As James and I checked out the news online this morning, he suddenly let out a guffaw while he was reading the NY Times. I asked what was so funny and he said, “Did you realize that we’ve invited these guys to help us cut down trees on Earth Day?”

Uh
-oh.

Actually, we hug our share of trees and cherish them, yet…there is a need for occasional thinning of the ranks, which are so numerous on this particular piece of land that we’d never live long enough to cut them all down, should we be so inclined — which we’re not. The trees are truly a blessing on this land, and we are awed whenever we walk amongst them. But as most people who are intimately connected with forestry know that some of them need to be thinned.

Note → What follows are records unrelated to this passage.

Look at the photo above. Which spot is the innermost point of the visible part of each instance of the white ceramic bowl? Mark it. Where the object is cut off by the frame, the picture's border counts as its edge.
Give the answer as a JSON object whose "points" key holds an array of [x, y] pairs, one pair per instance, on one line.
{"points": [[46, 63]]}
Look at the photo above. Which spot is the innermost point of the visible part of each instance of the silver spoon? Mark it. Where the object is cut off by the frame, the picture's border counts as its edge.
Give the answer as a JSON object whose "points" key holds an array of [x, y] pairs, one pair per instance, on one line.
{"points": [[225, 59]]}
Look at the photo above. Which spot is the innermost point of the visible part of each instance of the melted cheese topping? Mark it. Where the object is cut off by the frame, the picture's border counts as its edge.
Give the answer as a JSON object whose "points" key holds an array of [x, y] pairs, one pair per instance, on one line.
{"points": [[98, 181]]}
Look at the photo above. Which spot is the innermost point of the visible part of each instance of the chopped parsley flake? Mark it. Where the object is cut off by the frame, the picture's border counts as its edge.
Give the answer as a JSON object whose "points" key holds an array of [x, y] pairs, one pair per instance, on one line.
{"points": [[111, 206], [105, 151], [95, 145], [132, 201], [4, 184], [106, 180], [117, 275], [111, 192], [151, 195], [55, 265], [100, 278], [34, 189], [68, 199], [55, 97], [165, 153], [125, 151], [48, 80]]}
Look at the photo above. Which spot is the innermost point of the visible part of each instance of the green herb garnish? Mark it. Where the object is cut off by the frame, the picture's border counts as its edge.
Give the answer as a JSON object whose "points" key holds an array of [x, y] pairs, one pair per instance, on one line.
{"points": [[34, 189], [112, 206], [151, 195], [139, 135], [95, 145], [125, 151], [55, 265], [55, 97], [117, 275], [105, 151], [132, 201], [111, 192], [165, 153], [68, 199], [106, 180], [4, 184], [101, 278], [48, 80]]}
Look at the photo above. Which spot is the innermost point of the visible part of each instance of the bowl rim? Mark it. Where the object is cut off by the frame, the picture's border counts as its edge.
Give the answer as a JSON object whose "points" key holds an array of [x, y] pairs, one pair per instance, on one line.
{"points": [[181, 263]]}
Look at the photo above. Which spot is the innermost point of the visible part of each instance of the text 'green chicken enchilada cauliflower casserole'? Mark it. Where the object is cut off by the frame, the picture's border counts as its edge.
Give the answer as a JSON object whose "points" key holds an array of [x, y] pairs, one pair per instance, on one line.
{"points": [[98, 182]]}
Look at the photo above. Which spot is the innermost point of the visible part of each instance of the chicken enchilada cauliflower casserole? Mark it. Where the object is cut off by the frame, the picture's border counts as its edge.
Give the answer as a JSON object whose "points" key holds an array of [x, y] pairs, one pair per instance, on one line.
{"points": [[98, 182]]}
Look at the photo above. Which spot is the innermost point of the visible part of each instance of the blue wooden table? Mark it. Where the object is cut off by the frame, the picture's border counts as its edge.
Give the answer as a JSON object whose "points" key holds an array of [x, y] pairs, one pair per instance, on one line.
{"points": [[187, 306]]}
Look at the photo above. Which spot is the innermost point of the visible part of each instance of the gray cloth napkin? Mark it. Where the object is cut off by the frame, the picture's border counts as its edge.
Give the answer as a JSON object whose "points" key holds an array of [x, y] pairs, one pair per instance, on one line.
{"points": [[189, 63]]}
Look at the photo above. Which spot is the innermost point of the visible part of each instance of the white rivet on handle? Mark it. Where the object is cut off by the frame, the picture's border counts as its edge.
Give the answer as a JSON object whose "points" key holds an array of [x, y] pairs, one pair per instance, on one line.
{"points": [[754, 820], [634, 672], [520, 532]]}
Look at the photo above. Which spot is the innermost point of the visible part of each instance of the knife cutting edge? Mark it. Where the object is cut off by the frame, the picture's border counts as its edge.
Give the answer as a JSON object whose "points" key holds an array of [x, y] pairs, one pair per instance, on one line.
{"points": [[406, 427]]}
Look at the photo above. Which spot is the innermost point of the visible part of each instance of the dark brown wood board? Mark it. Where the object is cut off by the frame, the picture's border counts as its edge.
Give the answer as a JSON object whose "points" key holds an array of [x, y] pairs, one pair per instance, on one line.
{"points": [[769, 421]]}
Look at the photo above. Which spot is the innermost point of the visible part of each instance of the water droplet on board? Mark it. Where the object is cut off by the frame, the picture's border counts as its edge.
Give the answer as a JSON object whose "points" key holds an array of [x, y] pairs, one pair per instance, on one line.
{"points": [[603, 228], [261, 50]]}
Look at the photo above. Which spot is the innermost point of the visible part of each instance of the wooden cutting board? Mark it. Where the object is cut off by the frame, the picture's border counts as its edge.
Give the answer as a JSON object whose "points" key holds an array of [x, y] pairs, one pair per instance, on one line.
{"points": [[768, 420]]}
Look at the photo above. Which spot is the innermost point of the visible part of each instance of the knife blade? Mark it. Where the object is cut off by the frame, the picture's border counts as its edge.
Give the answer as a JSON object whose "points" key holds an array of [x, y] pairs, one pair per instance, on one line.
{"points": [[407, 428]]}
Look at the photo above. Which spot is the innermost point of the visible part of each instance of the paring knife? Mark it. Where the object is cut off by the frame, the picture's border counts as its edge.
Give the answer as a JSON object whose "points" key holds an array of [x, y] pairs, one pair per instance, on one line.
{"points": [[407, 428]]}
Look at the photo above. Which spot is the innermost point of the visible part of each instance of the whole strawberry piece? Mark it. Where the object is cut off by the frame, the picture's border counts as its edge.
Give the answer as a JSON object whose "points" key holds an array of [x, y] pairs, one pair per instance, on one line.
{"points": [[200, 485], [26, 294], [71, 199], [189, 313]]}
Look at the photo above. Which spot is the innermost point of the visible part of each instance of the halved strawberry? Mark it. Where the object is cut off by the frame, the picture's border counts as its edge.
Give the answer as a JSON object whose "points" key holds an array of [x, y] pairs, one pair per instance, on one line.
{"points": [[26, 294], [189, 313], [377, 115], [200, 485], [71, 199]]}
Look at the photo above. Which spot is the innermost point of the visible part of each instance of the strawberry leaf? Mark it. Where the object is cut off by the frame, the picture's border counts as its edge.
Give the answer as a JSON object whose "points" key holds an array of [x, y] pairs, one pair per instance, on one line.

We don’t want to be excessive about it, but we DO wish to preserve this meadow in all its open glory and magnificence. Quite a few pine trees have sprouted up over the past dozen years, some growing too close to our electrical wires, and others which obstruct the view down towards the river. Many of these fifteen-to-twenty-foot tall trees are not healthy, showing many branches of brown pine needles, which can happen when they grow too close to their neighbors.

And we sure can use the firewood! Never again will we need to PAY for firewood as we did last Fall, when it was too late to gather a winter supply. Now we have the time, and there are certainly enough felled trees to keep our trusty-rusty Franklin stove burning for years to come.

Note: Many of the downed trees all around this land are harder wood (oak, cedar) which burn best in the stove. But it is nice to be able to start fires with faster-burning, softer wood such as pine. Rest assured, we will keep a close watch on the chimneys to make sure that creosote doesn’t build up too much.

L. & D. and D’s friend M. drove up from Nevada City shortly after 10 this morning. The skies were overcast and the breeze was cool. Rain was imminent, so we needed to get started cutting as soon as possible before it got wet.

M. was a marvel at cutting the trees. His chainsaw was indeed powerful, and he prides himself on keeping its blades sharp. As you can see in the following video, he wasted no time felling the trees.

When it came time for a break, James served a wonderful lunch of hot butternut squash soup, salad and garlic bread on a folding table overlooking the meadow in the quickening cool breeze. Then the guys went to another part of the meadow to thin out more dying trees before they left — just moments before the rain blew over the mountains.

Many thanks to these visitors for their company and for their valuable help with cutting down a few small trees. The meadow looks fantastic! (Pics soon.)

So that was our Chainsaw Massacre on Earth Day. We bless the trees, again.

We trust that the Spirits of the Pine understand.